Research Question
What do Inquisition trial records from colonial Colombia and Guatemala reveal about how women of color used sorcery and witchcraft to assert agency, and how colonial institutions (including Spaniard/Creole women) sought to suppress or co-opt that power?
Constrained Agency
Inquisitorial records are not simply documents of crime and punishment, but rather sites of negotiation between colonial authority and the women it sought to control. The argument made here is not that these women were free, but that they operated under brutal systems of racial hierarchy, gendered violence, and religious repression.
To understand their lives, this project draws on a feminist tripartite body framework (Scheper-Hughes & Lock 1987, 12) and the concept of constrained agency (Mahmood 2005): the recognition that meaningful acts of self-determination can and do occur within oppressive structures, especially when they are partial, complicated, and made under duress.
Key Terms to Understand
Brujería
The Spanish term for witchcraft. Under colonial Inquisition law, brujería was one of the most serious charges as it was defined as involving an explicit pact with the devil, meaning the accused had entered into a relationship with demonic forces.
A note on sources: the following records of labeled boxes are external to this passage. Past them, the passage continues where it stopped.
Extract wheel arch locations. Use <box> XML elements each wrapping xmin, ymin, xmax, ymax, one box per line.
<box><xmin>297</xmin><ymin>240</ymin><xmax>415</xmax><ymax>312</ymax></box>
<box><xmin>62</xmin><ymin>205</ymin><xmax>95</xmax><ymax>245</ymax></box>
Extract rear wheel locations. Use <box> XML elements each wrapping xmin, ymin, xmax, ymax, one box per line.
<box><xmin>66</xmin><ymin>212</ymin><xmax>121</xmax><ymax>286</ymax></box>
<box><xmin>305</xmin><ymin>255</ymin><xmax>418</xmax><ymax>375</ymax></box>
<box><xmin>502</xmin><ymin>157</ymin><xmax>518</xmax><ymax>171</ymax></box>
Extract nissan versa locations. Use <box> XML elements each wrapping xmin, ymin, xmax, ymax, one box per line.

This framing made brujería a crime against God and thus, the colonial order which extended the crime beyond simply using forbidden knowledge.
Hechicería
The Spanish term for sorcery or spellwork. Unlike brujería, hechicería was not necessarily understood as diabolical. It referred to the use of charms, potions, rituals, and spells, but without the implication of a devil's pact. It was still a punishable offense, but a lesser one, and it carried significantly less social stigma and legal consequence than brujería.
Hechicería Amorosa
Love magic or love sorcery: a specific type of hechicería concerned with romantic and domestic relationships. This included spells to attract a lover, secure a partner's fidelity, or calm an abusive husband. Also, at times an income-generating practice, making this one of the few available paths to economic independence in a society that otherwise denied women of color financial autonomy.
The Madrina System
Documented in Cartagena trial records, the madrina (godmother) system refers to networks through which healing and magical knowledge was transmitted between women largely outside and colonial control. More experienced practitioners served as mentors to younger women, passing on knowledge of herbs, rituals, spells, and techniques (McKnight).
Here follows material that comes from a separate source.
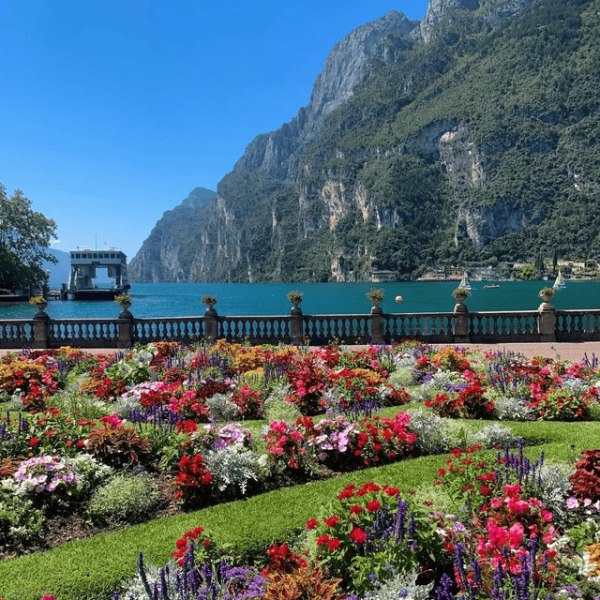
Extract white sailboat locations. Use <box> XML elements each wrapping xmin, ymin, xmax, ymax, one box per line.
<box><xmin>552</xmin><ymin>269</ymin><xmax>567</xmax><ymax>290</ymax></box>
<box><xmin>458</xmin><ymin>273</ymin><xmax>471</xmax><ymax>290</ymax></box>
The Spanish Inquisition (in the Americas)
Originally established in Spain in 1478, the Inquisition was a judicial institution of the Catholic Church with the objective of identifying and prosecuting heresy. Three tribunals were established in the Americas: in Mexico City (1571), Lima (1570), and Cartagena de Indias (1610).
The Tribunal of Cartagena de Indias
Established in 1610, this tribunal was one of the most active in the colonial Americas and had jurisdiction over the northern coast of South America and parts of the Caribbean. Cartagena was a major port and the principal entry point for enslaved Africans into Spanish South America, which made it one of the most racially and culturally diverse cities in the colonial world. This diversity, and the syncretic spiritual practices it produced, made Cartagena a particular focus of Inquisitorial attention.
The Mexico City Tribunal
Unlike Cartagena, colonial Guatemala did not have its own Inquisition tribunal. Cases were instead handled by the tribunal in Mexico City, which had jurisdiction over all of New Spain, including Central America. Established in 1571, it was one of the first Inquisition tribunals in the Americas. The geographic distance between Guatemala and Mexico City may have allowed for Inquisitorial oversight to be less immediate and systematic than in Cartagena, but the same racialized patterns of prosecution persisted regardless.
Syncretic/Syncretism
The blending of different religious or spiritual traditions into new, hybrid practices. In colonial Cartagena, syncretism describes the mixing of African spiritual traditions (brought by enslaved people from many different regions and ethnic groups), Indigenous Amerindian practices, and Catholic ritual into forms of healing, protection, and magic that did not belong entirely to any single tradition. The Inquisition feared and targeted syncretic practice precisely because it represented a spiritual world that existed outside the Church's control.